Carol Sarler 

Sometimes life is sad – so what?

Carol Sarler: We take four times as many 'happy pills' as two decades ago. And that really is depressing.
  
  


Three consecutive days, three published reports, three outrageous shockers. The first, dubbing us 'Prozac Britain', found that 29 million prescriptions for happy pills are written out every year - four times as many anti-depressants as two decades ago. The second, from a poll of teenagers, found a quarter of girls aged 18 and 19 so depressed that they have considered suicide. The third and the worst, based on American research, declared depression to be a problem for two- to five-year-olds, with possible treatments to include counselling and medication.

That is, these days, as far as the debate goes: in our search for a cure, shall we invest further in the already wealthy drugs industry - or chuck a bit more hard-earned cash in the direction of the costly charms of the exploding counselling trade?

It is way, way out of vogue to ask a more basic question: what if most of these people don't actually need a cure at all; what if, in fact, there's absolutely nothing wrong with them, save that they are properly, rationally, unhappy?

Unhappiness has become, only in recent years, an enemy of human tolerance. Once upon a time, when something utterly horrid happened, and especially if several horrid things happened at once - the lover left, the job fell through, the cat was sick on the duvet and the best friend was inexplicably no-speakums - we used to understand instinctively not only that the wave of misery would come but that it would eventually go, albeit only when it chose, and meanwhile it was time to clamber into bed (with or without the cat sick) and remember why the Good Lawd gave us red wine and Hank Williams.

It was part and parcel, something to get through; the emotional yin to the yang, the dark days whose counterpoint would be a heightened relish and appreciation of the happy days that would surely follow. No longer.
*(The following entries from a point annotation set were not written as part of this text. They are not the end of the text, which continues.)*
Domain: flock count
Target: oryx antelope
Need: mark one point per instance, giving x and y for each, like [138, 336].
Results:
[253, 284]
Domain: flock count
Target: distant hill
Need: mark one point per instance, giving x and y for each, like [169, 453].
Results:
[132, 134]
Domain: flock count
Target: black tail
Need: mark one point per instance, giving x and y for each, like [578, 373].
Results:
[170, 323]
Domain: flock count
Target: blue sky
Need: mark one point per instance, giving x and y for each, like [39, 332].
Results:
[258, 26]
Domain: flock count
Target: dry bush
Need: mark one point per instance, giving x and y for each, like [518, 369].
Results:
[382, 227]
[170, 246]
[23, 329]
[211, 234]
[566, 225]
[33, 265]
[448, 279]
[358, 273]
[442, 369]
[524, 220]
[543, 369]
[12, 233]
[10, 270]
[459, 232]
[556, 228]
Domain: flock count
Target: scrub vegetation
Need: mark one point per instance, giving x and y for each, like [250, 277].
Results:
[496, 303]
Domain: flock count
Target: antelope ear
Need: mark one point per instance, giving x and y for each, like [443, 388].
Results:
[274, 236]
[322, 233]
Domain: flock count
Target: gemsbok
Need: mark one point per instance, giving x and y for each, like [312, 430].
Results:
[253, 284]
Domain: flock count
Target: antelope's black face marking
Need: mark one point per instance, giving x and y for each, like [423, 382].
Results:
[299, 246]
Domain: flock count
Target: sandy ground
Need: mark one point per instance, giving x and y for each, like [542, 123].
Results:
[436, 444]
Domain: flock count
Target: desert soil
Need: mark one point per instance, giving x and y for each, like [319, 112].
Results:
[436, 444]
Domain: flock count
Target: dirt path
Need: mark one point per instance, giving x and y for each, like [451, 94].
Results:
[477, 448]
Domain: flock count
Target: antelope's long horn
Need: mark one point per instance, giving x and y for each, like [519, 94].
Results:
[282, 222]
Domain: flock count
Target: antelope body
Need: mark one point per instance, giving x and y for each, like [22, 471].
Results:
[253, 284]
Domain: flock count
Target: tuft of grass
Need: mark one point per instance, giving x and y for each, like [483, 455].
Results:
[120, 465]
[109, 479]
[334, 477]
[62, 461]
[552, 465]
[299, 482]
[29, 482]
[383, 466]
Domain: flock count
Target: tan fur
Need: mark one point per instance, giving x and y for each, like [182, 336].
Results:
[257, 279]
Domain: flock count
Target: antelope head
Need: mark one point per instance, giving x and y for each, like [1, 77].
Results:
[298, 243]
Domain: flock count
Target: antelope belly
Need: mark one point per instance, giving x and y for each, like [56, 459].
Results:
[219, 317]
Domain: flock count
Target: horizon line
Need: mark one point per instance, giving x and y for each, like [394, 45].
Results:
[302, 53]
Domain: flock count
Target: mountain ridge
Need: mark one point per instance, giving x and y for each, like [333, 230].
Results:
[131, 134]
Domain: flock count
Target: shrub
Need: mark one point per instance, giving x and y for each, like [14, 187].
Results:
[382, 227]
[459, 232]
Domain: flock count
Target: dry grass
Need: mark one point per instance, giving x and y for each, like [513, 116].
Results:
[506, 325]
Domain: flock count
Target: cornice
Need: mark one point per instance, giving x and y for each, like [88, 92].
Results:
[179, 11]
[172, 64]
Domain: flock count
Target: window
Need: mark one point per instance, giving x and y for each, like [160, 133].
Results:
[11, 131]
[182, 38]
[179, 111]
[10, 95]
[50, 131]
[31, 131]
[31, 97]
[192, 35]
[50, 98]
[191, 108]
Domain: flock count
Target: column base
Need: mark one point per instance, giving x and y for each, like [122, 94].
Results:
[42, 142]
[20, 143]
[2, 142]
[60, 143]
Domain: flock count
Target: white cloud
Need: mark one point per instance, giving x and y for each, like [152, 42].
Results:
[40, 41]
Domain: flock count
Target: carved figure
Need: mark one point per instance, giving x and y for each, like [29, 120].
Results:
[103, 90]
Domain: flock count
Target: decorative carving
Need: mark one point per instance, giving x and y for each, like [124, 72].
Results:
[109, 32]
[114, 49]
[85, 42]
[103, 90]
Now, cajoled by those who stand to make the most money out of human misery (agony aunt Virginia Ironside bravely admitted last month to having spent £54,000 on 'therapy' before realising it was bunkum), we elevate our unhappiness, lend it the status of pathology, pinch the term 'depression' from its true clinical sufferers - by itself a monstrous thing to do - and demand that, now we have thus defined it as a sickness, we want it cured.

Stoicism? A forgotten art. For every poor soul who is seriously squished by crisis or bi-polar imbalance, and who genuinely needs a chemical or commiserative helping hand to steer them from breakdown, there are a dozen who won't put up with even a month of heartache at, say, the end of a relationship, without reaching for that same hand.

They never admit that something so humdrum is what it's about, mind. They are far too intriguingly complex to be felled by a mere broken heart. So they summon the godforsaken cheek to look you in the eye and swear that they now see that the break-up was only 'symptomatic' of 'a deeper issue' and if you say oh really, who diagnosed that, then? - might it be the person charging you to 'deal with' it? - they won't talk to you again.

Such is the current expectation of happiness that it threatens to promote itself as a human right; good grief, even our forefathers, who took it upon themselves to cross the ocean in search of better, only enshrined the right to the pursuit of happiness. Not the same thing at all.

Moreover, if we continue to let those with vested interests persuade us that unhappiness has no role in the rhythm of our lives, that it must be stamped out - 'cured' - at all costs, here's where we end up: with teenagers having so little immunity to a period of misery that they think they'd be better off dead, and with toddlers on drugs. Now, there's depressing for you.

It's the Tories that put me off voting Tory

Somewhere between a new Tory leader and a new Tory government lie more than 3 million new electoral votes - and the prolonged Tory leadership campaign cannot have helped to find them. The intended platform message was one of fresh and new and change; the endless grassroots footage, however, gave the lie, as day after day we were reintroduced to the Tory faithful: snobby, disdainful, nimby, permed, affected, hunting, mean, vengeful, and mad, mad, mad not for justice but for - oooh! - punishment. In short, people with whom I could not bear to have a thing in common. It was a forceful reminder that although some leading figures ('Dave'? Boris?) and some likely policies (Europe?) might, just, tempt me to vote Tory, I still could never be a Tory voter.